Зейдлиц уставилась на юриста, утратив дар речи.
– Вы уверены, сэр Оливер, что хотите получить ответ на ваш вопрос? – с беспокойством спросил адвоката судья.
Даже Харвестер был озадачен. Такой поворот в свидетельских показаниях, скорее мог усугубить и так уже сложное положение Зоры фон Рюстов, чем помочь ей.
– Да, ваша честь, если позволите, – заверил судью Рэтбоун.
– Графиня… – обратился судья к свидетельнице.
– Что ж… – Эвелина не пожелала противоречить самой себе. Бросив взгляд на Эшли, она повернулась к Оливеру, глядя на него уже с явной неприязнью. – Да, среди них есть люди, обладающие властью.

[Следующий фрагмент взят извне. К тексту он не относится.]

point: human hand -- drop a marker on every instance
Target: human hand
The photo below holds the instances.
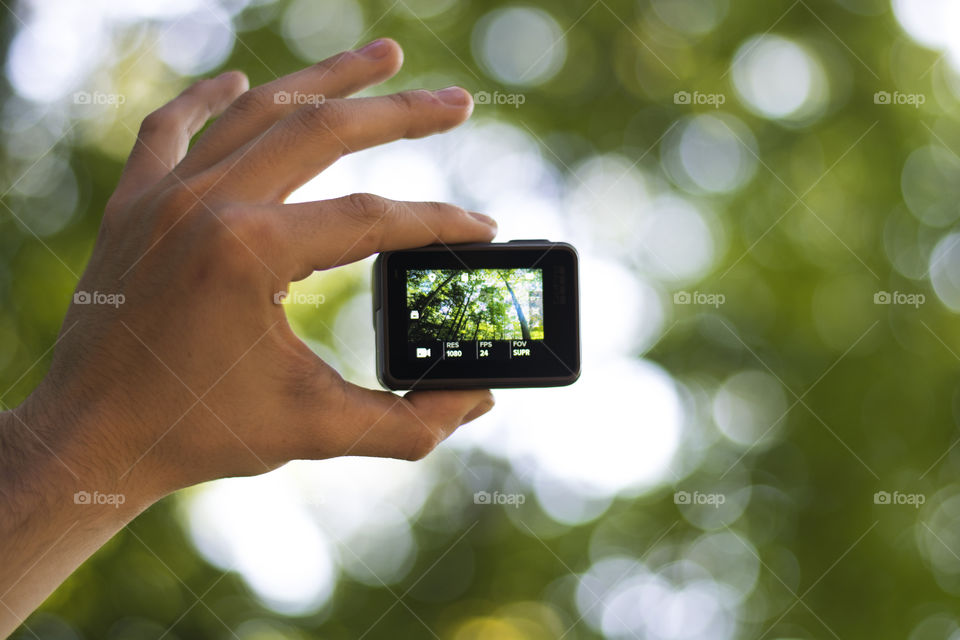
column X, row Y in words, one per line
column 197, row 375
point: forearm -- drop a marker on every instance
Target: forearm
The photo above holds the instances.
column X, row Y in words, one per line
column 57, row 506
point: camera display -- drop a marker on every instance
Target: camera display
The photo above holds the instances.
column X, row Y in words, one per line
column 483, row 315
column 484, row 304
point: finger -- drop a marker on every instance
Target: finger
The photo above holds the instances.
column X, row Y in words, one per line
column 258, row 109
column 382, row 424
column 313, row 137
column 165, row 134
column 321, row 235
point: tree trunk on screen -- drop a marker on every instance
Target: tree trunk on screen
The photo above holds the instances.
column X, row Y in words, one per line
column 524, row 328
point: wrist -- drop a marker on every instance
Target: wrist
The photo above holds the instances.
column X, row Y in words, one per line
column 60, row 459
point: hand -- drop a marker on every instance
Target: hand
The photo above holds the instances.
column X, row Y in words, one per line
column 182, row 368
column 197, row 375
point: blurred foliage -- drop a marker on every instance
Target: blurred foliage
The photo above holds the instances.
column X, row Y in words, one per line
column 871, row 389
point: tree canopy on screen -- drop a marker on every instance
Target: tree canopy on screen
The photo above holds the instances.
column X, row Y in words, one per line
column 483, row 304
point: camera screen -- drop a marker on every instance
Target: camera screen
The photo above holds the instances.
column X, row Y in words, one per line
column 474, row 314
column 477, row 315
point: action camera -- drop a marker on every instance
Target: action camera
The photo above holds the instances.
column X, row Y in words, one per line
column 477, row 316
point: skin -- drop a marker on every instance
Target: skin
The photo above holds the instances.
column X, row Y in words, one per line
column 197, row 375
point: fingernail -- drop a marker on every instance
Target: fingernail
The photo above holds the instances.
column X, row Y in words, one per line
column 478, row 410
column 376, row 49
column 453, row 96
column 485, row 219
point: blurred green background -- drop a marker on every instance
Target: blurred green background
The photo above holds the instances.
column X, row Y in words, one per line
column 765, row 196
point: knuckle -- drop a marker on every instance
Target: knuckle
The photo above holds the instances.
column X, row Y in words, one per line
column 365, row 212
column 366, row 208
column 407, row 100
column 162, row 121
column 320, row 120
column 422, row 444
column 252, row 102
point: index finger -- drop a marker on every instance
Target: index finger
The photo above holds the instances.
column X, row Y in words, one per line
column 269, row 168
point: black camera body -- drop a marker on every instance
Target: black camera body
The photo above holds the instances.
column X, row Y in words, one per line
column 485, row 315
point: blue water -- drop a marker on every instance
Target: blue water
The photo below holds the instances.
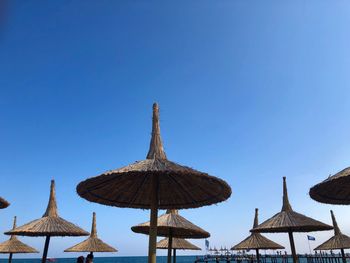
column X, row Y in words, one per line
column 179, row 259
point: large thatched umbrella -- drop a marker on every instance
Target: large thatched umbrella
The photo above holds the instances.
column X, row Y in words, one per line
column 338, row 241
column 288, row 221
column 93, row 243
column 14, row 246
column 176, row 243
column 49, row 225
column 256, row 241
column 146, row 184
column 171, row 224
column 3, row 203
column 333, row 190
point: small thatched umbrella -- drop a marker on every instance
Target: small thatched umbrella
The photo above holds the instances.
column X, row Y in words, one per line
column 3, row 203
column 49, row 225
column 256, row 241
column 93, row 243
column 333, row 190
column 176, row 243
column 171, row 224
column 288, row 221
column 146, row 184
column 338, row 241
column 14, row 246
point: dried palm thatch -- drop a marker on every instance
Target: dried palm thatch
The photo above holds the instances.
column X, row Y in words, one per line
column 333, row 190
column 14, row 246
column 172, row 222
column 3, row 203
column 93, row 243
column 289, row 221
column 256, row 241
column 145, row 184
column 178, row 243
column 50, row 224
column 338, row 241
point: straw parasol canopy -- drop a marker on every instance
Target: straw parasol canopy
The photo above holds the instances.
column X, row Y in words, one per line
column 171, row 224
column 338, row 241
column 289, row 221
column 3, row 203
column 14, row 246
column 333, row 190
column 256, row 241
column 145, row 184
column 178, row 243
column 93, row 243
column 50, row 224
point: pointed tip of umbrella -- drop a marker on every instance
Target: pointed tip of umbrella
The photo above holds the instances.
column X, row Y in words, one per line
column 156, row 150
column 172, row 211
column 335, row 224
column 256, row 218
column 93, row 227
column 286, row 205
column 51, row 210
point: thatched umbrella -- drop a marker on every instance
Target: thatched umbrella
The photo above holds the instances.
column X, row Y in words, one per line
column 171, row 224
column 14, row 246
column 93, row 243
column 49, row 225
column 176, row 243
column 146, row 184
column 338, row 241
column 256, row 241
column 3, row 203
column 333, row 190
column 288, row 221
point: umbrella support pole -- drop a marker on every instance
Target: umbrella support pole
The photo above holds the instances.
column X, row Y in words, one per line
column 46, row 248
column 343, row 255
column 292, row 247
column 152, row 253
column 170, row 246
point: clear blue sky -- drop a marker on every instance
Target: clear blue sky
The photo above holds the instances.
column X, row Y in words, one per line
column 249, row 91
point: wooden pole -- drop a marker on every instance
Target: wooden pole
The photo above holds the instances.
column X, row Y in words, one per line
column 152, row 246
column 292, row 247
column 343, row 255
column 170, row 245
column 46, row 248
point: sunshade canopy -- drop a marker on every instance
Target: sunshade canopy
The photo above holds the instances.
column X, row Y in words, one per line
column 338, row 241
column 130, row 186
column 289, row 221
column 256, row 240
column 3, row 203
column 177, row 243
column 50, row 224
column 14, row 246
column 93, row 243
column 171, row 221
column 333, row 190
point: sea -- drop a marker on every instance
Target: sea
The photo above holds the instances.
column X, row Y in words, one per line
column 160, row 259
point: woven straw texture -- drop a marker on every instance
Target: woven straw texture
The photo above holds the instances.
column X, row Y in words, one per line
column 177, row 243
column 289, row 221
column 333, row 190
column 171, row 221
column 130, row 186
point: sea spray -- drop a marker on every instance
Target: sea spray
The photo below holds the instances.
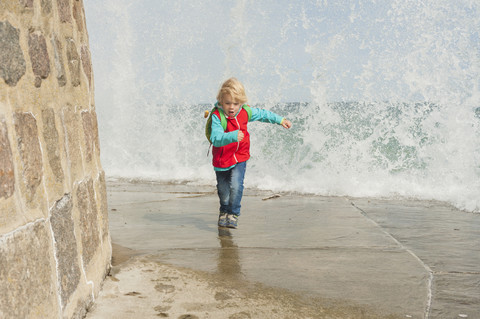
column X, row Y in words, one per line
column 384, row 97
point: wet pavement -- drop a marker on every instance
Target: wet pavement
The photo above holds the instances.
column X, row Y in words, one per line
column 318, row 257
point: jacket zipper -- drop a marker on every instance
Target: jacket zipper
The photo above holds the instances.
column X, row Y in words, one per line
column 238, row 143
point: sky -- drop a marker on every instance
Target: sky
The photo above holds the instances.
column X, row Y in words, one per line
column 180, row 52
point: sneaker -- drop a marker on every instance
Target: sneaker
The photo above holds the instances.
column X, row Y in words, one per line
column 222, row 219
column 232, row 221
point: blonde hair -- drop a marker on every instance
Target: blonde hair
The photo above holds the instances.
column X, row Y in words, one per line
column 234, row 88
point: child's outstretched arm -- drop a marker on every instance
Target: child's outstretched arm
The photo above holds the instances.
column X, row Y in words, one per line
column 269, row 117
column 221, row 138
column 286, row 123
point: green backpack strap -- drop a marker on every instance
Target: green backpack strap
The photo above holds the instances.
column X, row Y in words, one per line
column 208, row 126
column 249, row 111
column 223, row 119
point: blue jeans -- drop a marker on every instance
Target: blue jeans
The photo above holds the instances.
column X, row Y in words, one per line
column 230, row 188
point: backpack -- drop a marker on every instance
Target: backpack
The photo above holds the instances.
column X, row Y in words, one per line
column 223, row 119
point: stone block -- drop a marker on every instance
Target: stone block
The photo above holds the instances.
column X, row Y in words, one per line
column 73, row 62
column 86, row 63
column 77, row 14
column 89, row 130
column 102, row 197
column 12, row 62
column 50, row 135
column 87, row 208
column 71, row 124
column 58, row 61
column 37, row 49
column 65, row 247
column 30, row 153
column 64, row 11
column 28, row 284
column 7, row 175
column 46, row 6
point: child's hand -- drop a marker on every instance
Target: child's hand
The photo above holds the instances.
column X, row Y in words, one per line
column 286, row 123
column 240, row 135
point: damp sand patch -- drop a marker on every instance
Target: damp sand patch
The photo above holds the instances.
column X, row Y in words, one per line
column 142, row 288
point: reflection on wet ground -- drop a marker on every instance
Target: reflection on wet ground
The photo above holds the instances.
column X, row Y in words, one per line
column 405, row 258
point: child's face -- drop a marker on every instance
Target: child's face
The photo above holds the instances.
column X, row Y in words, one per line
column 230, row 106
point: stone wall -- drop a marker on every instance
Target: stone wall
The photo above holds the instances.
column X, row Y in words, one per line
column 55, row 247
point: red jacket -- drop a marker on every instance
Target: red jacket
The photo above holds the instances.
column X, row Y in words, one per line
column 233, row 153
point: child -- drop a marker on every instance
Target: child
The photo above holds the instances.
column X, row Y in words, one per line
column 231, row 147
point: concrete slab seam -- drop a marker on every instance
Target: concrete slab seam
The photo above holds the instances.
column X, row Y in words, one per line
column 424, row 265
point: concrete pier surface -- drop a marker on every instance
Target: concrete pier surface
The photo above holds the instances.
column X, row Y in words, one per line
column 292, row 256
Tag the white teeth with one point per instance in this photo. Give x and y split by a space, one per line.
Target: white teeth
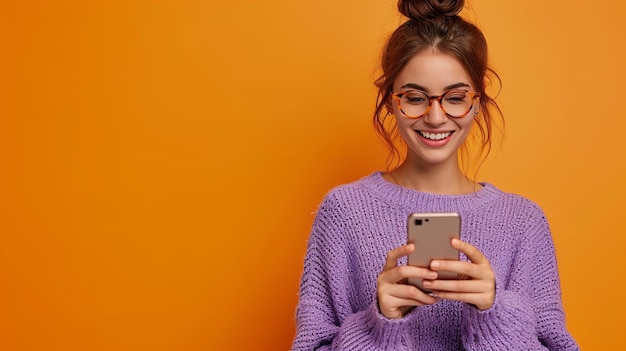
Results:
434 136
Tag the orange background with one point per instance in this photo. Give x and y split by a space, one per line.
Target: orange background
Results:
160 160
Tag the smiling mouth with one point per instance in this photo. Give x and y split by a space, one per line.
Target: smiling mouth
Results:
434 136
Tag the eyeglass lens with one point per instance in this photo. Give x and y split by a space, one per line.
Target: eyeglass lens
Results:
455 103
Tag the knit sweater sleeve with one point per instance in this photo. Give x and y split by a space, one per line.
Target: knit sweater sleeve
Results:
527 313
326 317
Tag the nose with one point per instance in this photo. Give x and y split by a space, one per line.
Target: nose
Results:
435 115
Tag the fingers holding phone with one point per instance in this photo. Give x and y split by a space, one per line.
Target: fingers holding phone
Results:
478 286
431 233
395 298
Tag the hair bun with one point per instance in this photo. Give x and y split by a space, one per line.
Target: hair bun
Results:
430 9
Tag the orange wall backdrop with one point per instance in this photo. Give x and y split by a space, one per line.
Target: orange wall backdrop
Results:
160 160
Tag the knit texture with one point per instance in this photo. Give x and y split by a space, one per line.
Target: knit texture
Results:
358 223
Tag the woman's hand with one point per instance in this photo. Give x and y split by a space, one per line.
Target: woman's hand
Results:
395 298
478 287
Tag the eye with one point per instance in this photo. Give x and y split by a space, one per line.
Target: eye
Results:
415 98
455 97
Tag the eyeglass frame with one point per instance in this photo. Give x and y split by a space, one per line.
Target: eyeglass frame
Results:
439 98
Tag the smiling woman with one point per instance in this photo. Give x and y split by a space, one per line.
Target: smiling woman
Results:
160 161
504 293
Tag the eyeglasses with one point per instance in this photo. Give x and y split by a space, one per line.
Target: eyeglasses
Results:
455 103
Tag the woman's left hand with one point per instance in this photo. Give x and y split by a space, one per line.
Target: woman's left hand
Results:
479 286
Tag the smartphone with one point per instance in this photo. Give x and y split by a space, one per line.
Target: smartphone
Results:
431 233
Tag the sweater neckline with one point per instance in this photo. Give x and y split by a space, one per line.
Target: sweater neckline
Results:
394 194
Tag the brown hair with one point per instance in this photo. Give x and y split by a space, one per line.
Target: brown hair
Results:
435 24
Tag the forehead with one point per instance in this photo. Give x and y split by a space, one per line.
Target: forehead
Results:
434 71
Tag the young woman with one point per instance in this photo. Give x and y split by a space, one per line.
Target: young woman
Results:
352 293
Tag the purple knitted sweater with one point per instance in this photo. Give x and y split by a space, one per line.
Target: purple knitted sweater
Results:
358 223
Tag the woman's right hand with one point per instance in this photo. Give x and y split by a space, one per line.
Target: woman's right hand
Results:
395 297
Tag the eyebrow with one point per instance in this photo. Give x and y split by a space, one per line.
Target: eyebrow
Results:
419 87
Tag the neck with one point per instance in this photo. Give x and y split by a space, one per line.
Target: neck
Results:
445 178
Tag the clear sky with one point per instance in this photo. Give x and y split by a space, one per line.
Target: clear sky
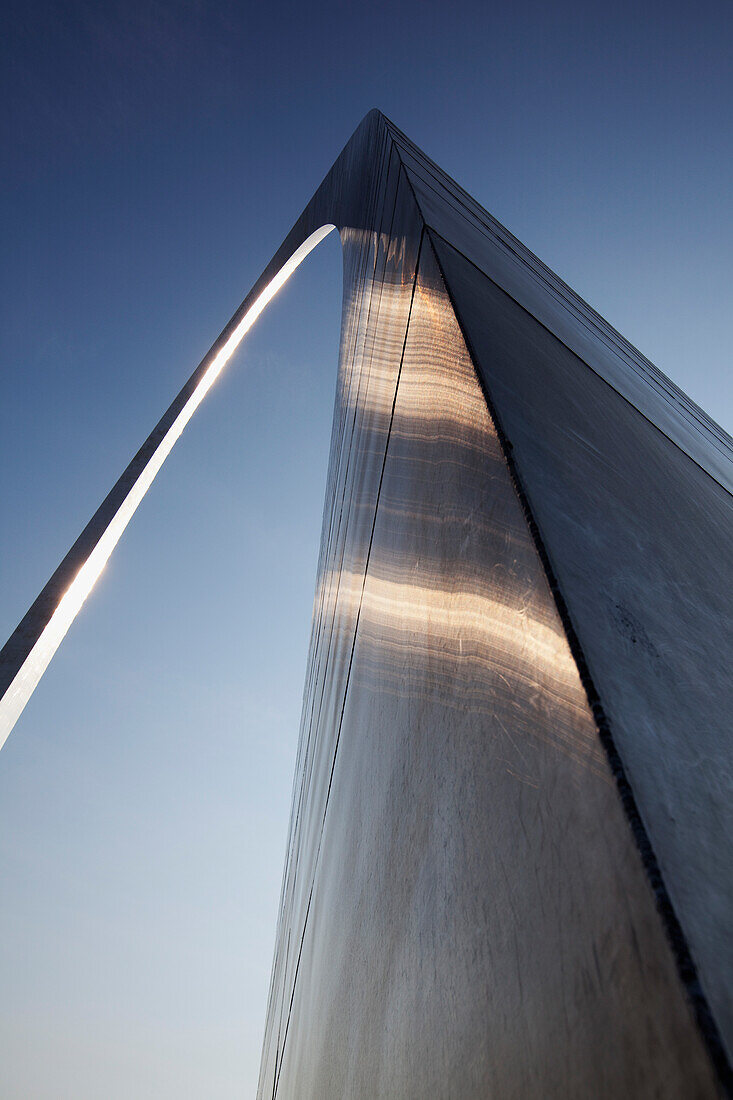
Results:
154 156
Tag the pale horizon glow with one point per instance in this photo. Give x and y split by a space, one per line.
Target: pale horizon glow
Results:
28 677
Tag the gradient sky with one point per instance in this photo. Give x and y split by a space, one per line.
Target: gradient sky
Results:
154 156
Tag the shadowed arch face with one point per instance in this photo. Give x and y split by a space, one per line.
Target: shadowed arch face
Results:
466 910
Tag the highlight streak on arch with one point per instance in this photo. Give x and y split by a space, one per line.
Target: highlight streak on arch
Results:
35 663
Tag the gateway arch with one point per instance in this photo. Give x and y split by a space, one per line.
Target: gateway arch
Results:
510 853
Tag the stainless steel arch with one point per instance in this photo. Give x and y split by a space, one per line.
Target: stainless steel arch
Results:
511 831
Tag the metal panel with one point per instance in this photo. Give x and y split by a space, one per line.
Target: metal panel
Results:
638 537
480 922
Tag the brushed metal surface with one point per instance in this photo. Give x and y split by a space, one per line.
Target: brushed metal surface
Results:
639 538
469 905
476 920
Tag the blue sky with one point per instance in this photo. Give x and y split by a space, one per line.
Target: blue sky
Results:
154 156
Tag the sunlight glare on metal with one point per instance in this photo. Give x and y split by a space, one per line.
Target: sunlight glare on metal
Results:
28 677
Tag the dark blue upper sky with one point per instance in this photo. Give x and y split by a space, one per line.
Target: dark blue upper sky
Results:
154 155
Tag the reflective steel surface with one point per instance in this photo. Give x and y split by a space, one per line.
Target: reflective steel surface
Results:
509 864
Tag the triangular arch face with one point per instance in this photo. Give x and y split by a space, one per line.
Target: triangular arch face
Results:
637 537
471 909
511 839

– Возможно, это политические враги? – продолжал осторожно допытываться Рэтбоун. – Те, для кого судьба их страны имеет первостепенное значение? Им не безразлично, останется ли их родина независимой или будет поглощена объединенной великой Германией, что означало бы потерю национальной особенности и, разумеется, монархии?
– Я… я не знаю…
– Ну, это уж слишком! – запротестовал Харвестер, снова вскочив. – Не намекает ли мой уважаемый коллега на политические мотивы убийства? Сам этот довод абсурден! Кем же оно совершено? Воображаемыми политическими противниками принцессы Гизелы? Но против нее самой выдвинуто такое же обвинение, и это сделала подзащитная моего коллеги! – Адвокат с презрением указал рукой на Зору. – Мой коллега лишь вносит путаницу в и без того непростое дело.